ISIS announces its plans every day. It proposes a complete genocide of the Christian populations of the Middle East – through death (preferably by crucifixion), or through forced submission (dhimmitude), or conversion. The more public its announcements of military conquests to come, and the more ruthless (and unpunished) its public beheadings, the more voluminous its stream of bloodthirsty recruits.
Some writers have announced that persons like me, who supported the Iraq War in 2003, should be doing penance. Do they still not see that a premature departure of U.S. troops in 2011 cleared the way for an endless succession of cruel barbarians like Al Qaeda and ISIS, one after another?
The souls of hundreds of millions of Muslims worldwide are being divided by pressures to return to the barbarism of the seventh century, and by heartfelt desires for peace, compassion, prosperity, and the protection of human rights. As one young group of Muslim guerrilla fighters in Africa (fighting a Taliban-like regime) told me ten years ago, “It cannot be that the rights of every other group in the world matter, but not human rights among Muslims.”
How, they asked, can we turn hundreds of millions of young single men from lives of nihilistic violence and destruction, toward lives of prosperity, freedom, and respect for the dignity and rights of all humans? Their own human rights have been abused for generations by tyrants and their various secret police forces. The human rights of Muslims have been among the most neglected in the world.
A German Middle East expert pointed out another social reality. Polygamy leads to millions of passionate young men living in loneliness and despair. No wonder they dream that paradise will bring seventy-two sloe-eyed virgins of their own – on condition that they die martyrs while killing infidels.

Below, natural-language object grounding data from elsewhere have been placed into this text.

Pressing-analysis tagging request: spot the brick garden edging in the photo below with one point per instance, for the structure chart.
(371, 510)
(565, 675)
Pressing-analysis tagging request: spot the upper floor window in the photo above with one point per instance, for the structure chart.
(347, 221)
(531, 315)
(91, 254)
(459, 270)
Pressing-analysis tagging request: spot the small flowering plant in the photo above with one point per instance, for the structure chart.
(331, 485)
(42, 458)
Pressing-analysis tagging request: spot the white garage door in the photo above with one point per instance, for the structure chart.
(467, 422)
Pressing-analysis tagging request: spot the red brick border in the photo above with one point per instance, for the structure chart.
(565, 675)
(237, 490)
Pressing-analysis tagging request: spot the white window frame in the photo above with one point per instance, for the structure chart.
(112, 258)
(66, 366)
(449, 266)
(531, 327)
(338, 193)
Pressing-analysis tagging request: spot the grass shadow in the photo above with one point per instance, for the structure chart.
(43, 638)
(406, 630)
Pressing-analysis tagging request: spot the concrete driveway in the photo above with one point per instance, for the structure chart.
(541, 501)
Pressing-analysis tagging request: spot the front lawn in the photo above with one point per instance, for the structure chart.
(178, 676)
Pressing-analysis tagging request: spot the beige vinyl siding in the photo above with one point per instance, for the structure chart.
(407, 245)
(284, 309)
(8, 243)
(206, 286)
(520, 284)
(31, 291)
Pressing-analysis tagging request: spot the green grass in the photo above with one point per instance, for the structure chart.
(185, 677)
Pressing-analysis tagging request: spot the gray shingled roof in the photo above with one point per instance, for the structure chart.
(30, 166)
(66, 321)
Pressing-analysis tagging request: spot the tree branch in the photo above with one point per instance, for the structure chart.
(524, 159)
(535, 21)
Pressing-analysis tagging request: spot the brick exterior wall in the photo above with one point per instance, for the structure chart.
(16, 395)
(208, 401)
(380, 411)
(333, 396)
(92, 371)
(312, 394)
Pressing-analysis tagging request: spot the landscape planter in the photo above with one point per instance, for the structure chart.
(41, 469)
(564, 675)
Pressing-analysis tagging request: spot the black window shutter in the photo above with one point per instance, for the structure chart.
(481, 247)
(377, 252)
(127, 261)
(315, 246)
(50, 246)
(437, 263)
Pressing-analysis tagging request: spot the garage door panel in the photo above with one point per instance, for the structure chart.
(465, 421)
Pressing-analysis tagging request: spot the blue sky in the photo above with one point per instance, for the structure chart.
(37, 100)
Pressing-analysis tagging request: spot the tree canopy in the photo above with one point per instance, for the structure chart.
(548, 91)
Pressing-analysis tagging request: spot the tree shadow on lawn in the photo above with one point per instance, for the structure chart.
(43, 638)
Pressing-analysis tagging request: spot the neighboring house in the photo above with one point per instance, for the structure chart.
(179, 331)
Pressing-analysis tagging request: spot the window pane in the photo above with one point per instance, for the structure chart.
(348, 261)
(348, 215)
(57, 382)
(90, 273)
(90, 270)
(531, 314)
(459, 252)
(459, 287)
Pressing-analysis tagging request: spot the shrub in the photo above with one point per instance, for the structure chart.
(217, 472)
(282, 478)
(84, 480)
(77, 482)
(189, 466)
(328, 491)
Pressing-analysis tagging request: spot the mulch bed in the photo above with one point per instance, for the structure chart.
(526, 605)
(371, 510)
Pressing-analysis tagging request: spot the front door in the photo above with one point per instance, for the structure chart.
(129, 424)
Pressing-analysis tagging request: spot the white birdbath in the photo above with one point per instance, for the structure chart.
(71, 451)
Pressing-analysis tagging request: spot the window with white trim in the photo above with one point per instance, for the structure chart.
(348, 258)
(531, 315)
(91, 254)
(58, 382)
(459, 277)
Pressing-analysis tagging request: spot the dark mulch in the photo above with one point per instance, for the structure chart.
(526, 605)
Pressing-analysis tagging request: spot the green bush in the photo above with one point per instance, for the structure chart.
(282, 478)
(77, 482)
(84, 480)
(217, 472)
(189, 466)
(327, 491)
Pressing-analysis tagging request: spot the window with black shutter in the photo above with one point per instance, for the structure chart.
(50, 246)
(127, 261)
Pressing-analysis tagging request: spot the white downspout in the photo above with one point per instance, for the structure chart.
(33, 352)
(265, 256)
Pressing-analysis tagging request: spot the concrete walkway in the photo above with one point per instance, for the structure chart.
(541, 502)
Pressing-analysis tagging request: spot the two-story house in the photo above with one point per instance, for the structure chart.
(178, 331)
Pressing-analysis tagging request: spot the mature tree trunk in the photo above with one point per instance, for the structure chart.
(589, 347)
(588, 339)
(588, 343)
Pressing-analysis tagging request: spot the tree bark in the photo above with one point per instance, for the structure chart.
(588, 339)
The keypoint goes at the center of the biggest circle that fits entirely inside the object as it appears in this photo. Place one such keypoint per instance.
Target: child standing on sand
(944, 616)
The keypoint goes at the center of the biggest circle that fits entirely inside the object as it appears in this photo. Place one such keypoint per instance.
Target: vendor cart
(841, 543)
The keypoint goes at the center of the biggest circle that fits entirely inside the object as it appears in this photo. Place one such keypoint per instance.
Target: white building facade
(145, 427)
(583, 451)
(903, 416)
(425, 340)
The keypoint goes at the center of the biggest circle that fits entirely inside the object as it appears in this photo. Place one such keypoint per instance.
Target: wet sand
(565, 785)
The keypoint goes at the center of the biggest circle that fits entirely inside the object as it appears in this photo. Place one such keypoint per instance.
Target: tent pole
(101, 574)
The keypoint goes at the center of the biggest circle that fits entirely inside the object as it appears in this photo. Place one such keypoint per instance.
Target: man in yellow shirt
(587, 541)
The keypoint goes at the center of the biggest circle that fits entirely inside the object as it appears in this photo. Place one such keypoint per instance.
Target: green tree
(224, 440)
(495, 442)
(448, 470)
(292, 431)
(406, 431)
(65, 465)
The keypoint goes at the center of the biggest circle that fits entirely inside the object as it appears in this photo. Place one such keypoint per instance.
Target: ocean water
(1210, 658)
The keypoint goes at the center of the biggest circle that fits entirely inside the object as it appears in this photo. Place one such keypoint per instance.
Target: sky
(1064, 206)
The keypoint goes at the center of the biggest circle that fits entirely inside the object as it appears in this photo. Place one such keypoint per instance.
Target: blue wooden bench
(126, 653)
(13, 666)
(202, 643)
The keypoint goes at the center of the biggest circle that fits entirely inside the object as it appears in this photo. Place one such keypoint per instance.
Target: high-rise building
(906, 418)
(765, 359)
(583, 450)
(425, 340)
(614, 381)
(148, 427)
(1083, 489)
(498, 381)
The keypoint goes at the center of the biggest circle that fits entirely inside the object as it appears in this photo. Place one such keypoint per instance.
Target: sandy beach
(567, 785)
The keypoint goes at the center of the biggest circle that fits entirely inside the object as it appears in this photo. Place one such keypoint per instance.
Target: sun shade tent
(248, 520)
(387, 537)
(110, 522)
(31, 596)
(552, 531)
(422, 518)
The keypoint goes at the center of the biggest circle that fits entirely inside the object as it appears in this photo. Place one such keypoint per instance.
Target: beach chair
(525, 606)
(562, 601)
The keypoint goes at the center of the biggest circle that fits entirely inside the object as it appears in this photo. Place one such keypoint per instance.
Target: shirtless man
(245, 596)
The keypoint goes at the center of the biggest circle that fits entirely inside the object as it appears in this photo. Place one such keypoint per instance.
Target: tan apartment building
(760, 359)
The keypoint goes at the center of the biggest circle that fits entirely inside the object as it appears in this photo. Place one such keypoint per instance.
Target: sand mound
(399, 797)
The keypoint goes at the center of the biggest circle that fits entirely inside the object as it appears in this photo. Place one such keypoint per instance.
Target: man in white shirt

The issue in Iraq was never merely bringing Saddam Hussein to trial for his hundreds of thousands of crimes – dropping poison gas on whole communities, gruesome tortures, horrific prisons. The greatest issue of all was changing the life prospects of Muslim young people, especially young males. All over the world, young males commit the majority of acts of violence and destruction. For some decades now, two-thirds of all military violence on earth has occurred among Muslim males of various factions. As many historians report, this wave started gathering force long before World War II.
For several valiant years, despite serious mistakes and failed strategies, the Allied Coalition finally grabbed the attention of young Iraqis and their leadership, who began to turn in a new and constructive direction.
Then our government abandoned those brave citizens who risked their lives to build a dignifying and prosperous democracy. We abandoned them, unprotected, to the tender mercies of ruthless nihilists. That was an awful betrayal.
It was a betrayal, too, of all those American heroes who gave their lives and limbs so that Iraqis might live with dignity and freedom.
And so now, in 2015, what should we do? Just surrender to ISIS? Just sit back and wait for still more violent and blood-lusting young men to attack the world, wave after wave? Shall we just stand by as all the Christians of the Middle East are exterminated? That does not seem to me the Christian or the brave thing to do. Certainly not the resolute course of action worthy of our creative and dynamic ancestors.